The potential value of a cislunar economy has been estimated at $10 trillion. On the one hand, the United States is maneuvering to secure this space for its own multinational corporations and closest allies via the Artemis Accords. On the other hand, Russia and China have committed to building a joint International Lunar Research Station in the 2030s, and the speculative timeline for a Chinese crewed lunar landing is accelerating, with some analysts predicting an attempt before the end of the decade.
China is leading the world in South-South cooperation in space. Recently, Venezuela’s Bolivarian Agency for Space Activities was brought onto the International Lunar Research Station team. Brazil and China have collaborated on half a dozen satellites dedicated to agricultural and ecological monitoring and data collection, and similar projects have been undertaken across the African continent. The United States sees these moves toward cooperation, technology exchange, and peaceful development across the Global South as a threat to its current monopoly on space activities.
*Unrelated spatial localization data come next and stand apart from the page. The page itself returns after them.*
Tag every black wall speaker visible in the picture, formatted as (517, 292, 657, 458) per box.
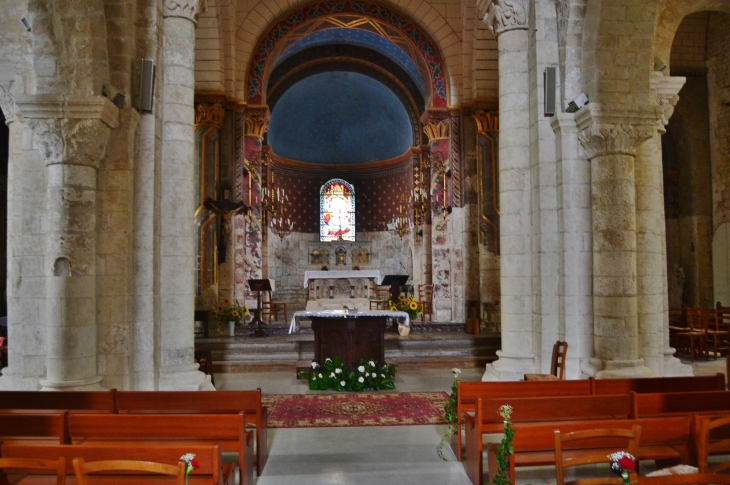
(139, 59, 155, 112)
(544, 66, 556, 117)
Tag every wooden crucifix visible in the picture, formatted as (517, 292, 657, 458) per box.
(204, 185, 250, 263)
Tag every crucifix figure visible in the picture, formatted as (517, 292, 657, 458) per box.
(204, 185, 250, 263)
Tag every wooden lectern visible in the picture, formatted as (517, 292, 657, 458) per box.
(247, 279, 271, 337)
(381, 274, 410, 303)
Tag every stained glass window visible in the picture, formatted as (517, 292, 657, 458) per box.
(320, 179, 355, 242)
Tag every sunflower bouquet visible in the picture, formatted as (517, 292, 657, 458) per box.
(212, 297, 249, 323)
(388, 293, 422, 320)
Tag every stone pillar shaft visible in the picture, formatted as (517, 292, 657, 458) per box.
(577, 104, 655, 378)
(44, 164, 99, 388)
(14, 95, 118, 390)
(641, 74, 692, 376)
(482, 22, 535, 381)
(551, 113, 593, 380)
(158, 1, 212, 390)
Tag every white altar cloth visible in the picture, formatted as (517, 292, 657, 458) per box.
(303, 270, 382, 288)
(288, 310, 410, 334)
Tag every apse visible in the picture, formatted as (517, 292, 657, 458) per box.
(267, 71, 413, 164)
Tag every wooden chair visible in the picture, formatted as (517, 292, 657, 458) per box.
(262, 291, 287, 323)
(73, 457, 186, 485)
(193, 310, 209, 338)
(554, 425, 641, 485)
(194, 349, 214, 386)
(698, 414, 730, 474)
(675, 308, 708, 362)
(668, 307, 687, 348)
(417, 284, 433, 322)
(525, 340, 568, 381)
(369, 285, 391, 310)
(0, 455, 67, 485)
(707, 308, 730, 358)
(639, 474, 730, 485)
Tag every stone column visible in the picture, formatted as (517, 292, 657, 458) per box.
(423, 115, 452, 322)
(551, 113, 593, 380)
(577, 104, 655, 378)
(15, 95, 118, 390)
(478, 0, 535, 380)
(235, 107, 268, 303)
(158, 0, 213, 390)
(637, 74, 692, 376)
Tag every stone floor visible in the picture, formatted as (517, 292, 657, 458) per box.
(216, 357, 725, 485)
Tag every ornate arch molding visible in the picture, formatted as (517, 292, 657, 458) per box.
(244, 1, 449, 108)
(654, 0, 730, 74)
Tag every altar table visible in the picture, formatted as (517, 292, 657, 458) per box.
(288, 310, 410, 334)
(302, 270, 382, 287)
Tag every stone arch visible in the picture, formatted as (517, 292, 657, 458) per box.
(234, 0, 460, 105)
(195, 0, 227, 92)
(580, 0, 661, 106)
(654, 0, 730, 74)
(556, 0, 587, 109)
Potential for people-centric space development
There is much to be critical of concerning the expansion of capital in space. The privatization of off-planet resources, the escalation of imperialist war to Low Earth Orbit and beyond, the dangerous cluttering of earth’s orbit with debris, the devastating environmental impact of rocket launches, and the waste of resources on the vanity projects of billionaires are all serious concerns, but there is also strong potential for revolutionary, people-centric technical and scientific developments in this moment.
Development and continued modernization for countries breaking free of neocolonial domination in the 21st century requires access to and the development of space infrastructure. Besides the big three space powers — the United States, China and Russia — governments in India, Iran, the United Arab Emirates, Canada, the European Union and others are investing in space programs. The last decade has also seen the proliferation of numerous private space companies, mostly dedicated to launch vehicles and LEO infrastructure.
For example, instead of countless countries and corporations flooding Low Earth Orbit with satellite internet constellations and making profit off of proprietary usage and cluttering space with redundant equipment, a similar constellation maintained as an international public utility could deliver high speed internet to every corner of the planet without the need for difficult installation of ground infrastructure.